VVS and IC Connection??

[Guest guest]

I'm probably going over the four post limit - but I'm kind of catching

up for lost time here tonight. Hope nobody minds too much.

I wanted to comment on the connections that have been tentatively drawn

between vulvar vestibulitis and interstitial cystitis. I used to think

there was a good chance that the two were variations of the same type of

basic problem, and then I read a journal article that some of you with

IC and VVS may be interested in.

The title is " Parallel Pathologies? Vulvar Vestibulitis and Interstitial

Cystitis " and it was in the March 1997 issue of the Journal of

Reproductive Medicine. The authors are G. , MD and

Barry M. Berger, MD and it has some really interesting points in it.

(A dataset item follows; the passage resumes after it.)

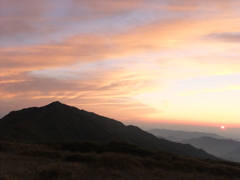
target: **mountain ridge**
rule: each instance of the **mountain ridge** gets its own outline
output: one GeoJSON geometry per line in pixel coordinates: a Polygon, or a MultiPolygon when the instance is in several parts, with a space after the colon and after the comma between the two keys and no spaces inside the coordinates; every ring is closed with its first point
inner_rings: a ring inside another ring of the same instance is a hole
{"type": "Polygon", "coordinates": [[[59,101],[10,112],[0,119],[0,137],[26,142],[125,141],[186,156],[218,159],[193,146],[160,140],[139,127],[125,126],[59,101]]]}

This particular study is fairly technical and I don't completely

understand all the jargon in it, but from what I get - the basic gist is

that they still aren't really sure if IC and VVS are of 'parallel

pathologies'. It seems that there are specific epethelial defects found

in patients with IC when they do a type of staining of the bladder.

There is also positive immunofluorescence findings seen in patients with

IC. The study set out to see if patients with VVS had similar

epethelial defects and immunofluorescence findings.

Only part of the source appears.